I think in programming vernacular, this operation would be called perhaps ravel or reshape more generally. say I have a vector:

\begin{bmatrix}a&b& c &d &e &f\end{bmatrix}

which I would like to convert into a 2D matrix. Let's arbitrarily say I'd like to ravel along the rows first (fill one row before moving to the next).
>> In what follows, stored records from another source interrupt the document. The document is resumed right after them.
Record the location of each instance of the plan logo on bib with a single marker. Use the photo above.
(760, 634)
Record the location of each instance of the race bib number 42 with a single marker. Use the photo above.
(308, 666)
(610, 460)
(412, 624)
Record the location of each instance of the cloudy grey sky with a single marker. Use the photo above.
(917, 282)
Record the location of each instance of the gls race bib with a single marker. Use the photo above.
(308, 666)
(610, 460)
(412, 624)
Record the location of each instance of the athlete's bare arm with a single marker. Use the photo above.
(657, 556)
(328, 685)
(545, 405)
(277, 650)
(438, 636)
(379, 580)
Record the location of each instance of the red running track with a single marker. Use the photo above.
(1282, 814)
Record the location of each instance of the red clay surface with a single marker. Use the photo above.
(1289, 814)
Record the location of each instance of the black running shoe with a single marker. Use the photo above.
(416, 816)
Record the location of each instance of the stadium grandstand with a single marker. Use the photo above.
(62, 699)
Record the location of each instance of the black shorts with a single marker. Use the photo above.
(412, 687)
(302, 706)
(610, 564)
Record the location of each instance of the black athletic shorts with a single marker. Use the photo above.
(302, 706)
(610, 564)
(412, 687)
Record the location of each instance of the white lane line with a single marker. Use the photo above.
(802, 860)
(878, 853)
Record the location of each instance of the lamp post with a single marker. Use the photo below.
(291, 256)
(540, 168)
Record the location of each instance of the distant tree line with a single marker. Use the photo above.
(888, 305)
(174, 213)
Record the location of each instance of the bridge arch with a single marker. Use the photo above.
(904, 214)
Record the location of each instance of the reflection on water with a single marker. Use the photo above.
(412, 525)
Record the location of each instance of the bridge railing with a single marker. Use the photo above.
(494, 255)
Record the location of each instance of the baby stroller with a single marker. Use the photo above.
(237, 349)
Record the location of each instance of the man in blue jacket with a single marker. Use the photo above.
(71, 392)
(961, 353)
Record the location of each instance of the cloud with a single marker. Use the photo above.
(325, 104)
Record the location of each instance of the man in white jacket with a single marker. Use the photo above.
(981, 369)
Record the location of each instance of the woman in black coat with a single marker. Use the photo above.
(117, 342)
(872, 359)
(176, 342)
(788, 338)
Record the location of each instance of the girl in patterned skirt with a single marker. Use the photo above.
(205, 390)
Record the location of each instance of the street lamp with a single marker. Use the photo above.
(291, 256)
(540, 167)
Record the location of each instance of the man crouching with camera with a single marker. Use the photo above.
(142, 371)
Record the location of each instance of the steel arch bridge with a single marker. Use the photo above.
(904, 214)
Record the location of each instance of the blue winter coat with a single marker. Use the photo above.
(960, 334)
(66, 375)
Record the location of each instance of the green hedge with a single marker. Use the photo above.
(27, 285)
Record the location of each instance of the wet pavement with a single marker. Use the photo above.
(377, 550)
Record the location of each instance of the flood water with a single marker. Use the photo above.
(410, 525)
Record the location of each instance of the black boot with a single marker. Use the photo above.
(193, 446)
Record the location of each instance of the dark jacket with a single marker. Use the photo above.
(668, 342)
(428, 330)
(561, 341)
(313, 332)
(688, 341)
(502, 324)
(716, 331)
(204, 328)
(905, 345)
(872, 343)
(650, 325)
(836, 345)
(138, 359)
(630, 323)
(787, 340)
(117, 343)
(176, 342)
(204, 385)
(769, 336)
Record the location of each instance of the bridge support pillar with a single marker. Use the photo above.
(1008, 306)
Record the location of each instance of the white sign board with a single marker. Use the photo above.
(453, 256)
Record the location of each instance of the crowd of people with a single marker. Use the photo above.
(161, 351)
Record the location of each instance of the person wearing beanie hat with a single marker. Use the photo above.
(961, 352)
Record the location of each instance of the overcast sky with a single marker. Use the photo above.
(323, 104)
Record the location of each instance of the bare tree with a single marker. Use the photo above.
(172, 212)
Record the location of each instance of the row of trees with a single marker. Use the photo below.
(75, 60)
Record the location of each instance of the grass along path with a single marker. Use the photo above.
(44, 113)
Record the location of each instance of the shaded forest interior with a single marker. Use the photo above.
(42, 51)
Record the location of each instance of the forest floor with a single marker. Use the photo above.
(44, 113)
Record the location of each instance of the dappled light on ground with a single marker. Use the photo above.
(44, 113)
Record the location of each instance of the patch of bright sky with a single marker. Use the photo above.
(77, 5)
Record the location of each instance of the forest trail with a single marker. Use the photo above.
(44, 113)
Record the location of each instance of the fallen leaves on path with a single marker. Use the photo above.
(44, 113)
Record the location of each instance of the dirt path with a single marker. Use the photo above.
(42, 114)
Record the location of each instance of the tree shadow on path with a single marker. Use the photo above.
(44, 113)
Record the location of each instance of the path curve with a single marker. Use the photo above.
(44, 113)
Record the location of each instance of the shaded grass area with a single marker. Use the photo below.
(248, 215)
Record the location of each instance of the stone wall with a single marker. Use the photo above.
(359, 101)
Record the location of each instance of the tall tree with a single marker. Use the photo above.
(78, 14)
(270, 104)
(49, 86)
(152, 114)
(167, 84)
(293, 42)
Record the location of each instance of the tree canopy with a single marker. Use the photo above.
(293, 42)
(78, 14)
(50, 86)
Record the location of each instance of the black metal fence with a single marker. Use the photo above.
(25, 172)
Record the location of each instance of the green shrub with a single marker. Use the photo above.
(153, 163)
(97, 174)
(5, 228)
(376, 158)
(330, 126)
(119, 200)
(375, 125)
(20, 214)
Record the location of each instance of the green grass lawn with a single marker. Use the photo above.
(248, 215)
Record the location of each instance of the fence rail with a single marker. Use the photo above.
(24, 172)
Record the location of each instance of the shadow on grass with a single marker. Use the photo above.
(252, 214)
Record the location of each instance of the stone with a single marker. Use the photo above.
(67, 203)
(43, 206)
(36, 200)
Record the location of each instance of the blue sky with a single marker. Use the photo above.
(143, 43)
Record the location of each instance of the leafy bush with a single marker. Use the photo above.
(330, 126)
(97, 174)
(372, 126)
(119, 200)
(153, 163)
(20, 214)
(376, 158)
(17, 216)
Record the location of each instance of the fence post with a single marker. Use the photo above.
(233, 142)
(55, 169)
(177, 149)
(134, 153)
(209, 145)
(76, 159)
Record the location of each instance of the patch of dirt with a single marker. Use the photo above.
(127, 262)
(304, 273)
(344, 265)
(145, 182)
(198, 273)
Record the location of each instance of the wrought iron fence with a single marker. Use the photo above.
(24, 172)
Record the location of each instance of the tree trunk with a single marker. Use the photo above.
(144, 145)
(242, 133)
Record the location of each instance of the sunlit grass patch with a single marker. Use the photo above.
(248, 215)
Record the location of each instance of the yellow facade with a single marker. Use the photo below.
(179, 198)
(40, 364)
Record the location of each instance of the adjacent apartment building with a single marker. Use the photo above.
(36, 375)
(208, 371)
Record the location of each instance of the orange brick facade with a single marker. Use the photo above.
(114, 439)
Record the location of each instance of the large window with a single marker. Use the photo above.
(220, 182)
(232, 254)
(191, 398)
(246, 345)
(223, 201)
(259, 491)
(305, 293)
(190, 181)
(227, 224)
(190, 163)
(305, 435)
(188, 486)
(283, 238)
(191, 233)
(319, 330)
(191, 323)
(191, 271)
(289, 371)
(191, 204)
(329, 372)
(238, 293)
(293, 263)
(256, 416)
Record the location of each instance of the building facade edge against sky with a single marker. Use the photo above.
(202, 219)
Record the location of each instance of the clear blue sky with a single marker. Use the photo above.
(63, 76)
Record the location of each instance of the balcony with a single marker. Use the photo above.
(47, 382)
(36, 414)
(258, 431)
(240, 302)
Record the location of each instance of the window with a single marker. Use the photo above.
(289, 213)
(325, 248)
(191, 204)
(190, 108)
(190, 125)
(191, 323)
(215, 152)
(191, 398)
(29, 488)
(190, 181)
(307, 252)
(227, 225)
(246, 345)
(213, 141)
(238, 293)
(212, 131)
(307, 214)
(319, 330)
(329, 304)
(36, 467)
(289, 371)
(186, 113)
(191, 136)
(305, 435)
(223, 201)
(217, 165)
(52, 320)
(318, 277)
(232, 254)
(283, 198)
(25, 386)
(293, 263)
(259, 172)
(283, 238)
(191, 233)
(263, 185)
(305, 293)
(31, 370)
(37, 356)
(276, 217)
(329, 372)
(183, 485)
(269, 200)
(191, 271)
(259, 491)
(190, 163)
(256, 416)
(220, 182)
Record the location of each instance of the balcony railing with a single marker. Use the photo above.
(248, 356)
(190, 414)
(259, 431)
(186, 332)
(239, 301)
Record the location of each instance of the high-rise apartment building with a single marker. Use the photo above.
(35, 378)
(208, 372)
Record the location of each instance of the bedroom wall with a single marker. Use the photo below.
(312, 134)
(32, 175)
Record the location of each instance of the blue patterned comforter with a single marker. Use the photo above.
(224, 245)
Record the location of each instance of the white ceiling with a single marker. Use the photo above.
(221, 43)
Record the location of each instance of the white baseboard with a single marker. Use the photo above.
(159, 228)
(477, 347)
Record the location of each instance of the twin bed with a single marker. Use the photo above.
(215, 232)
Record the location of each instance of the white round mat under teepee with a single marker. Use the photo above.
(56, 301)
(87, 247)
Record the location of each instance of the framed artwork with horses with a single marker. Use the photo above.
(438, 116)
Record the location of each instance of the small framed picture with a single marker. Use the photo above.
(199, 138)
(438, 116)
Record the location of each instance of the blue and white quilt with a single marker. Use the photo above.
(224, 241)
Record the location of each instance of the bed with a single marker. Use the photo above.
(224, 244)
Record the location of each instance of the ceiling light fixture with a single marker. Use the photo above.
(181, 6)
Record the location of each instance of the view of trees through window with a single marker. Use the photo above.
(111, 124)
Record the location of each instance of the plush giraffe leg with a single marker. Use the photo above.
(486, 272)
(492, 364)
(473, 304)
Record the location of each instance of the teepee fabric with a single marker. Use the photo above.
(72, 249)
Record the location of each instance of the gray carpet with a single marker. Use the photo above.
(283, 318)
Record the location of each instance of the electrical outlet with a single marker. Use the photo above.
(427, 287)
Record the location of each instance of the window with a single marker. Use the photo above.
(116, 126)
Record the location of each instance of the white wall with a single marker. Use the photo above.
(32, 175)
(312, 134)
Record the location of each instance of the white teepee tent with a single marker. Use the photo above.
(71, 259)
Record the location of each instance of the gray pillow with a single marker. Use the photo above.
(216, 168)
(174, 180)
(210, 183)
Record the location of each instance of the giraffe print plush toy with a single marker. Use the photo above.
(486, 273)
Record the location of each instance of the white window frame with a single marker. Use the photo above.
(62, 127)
\begin{bmatrix} a&b \\ c&d \\ e&f\end{bmatrix}

Is there a series of multiplicative matrix transformations that performs this reshaping, and if so, what is the general name for this operation?

Answer 1

Yes, the operation is called matrixication (or the inverse operation of vectorization). From a formal perspective, the space of $m\times n$ matrices is isomorphic to the space of $mn$ dimensional vectors. The isomorphism which establishes the the isomorphy is the vectorization operator $ \mathrm{vec}$. This operator turns a matrix into a vector by stacking the columns. Since $\mathrm{vec}$ is am isomorphism, there exists the inverse operation $\mathrm{vec}^{-1}$, which turns a vector into a matrix by unstacking the vector.

Answer 2

It is not possible to do this by matrix multiplications: If $A,B$ are matrices such that $$AvB=\pmatrix{a&b\\c&d\\e&f} $$ for all $v=\pmatrix{a&b&c&d&e&f}$, then $A$ must be $3\times 1$ and $B$ must be $6\times 2$. But then $vB$ is only $1\times 2$, which is too small for the six desired dimensions of the final result.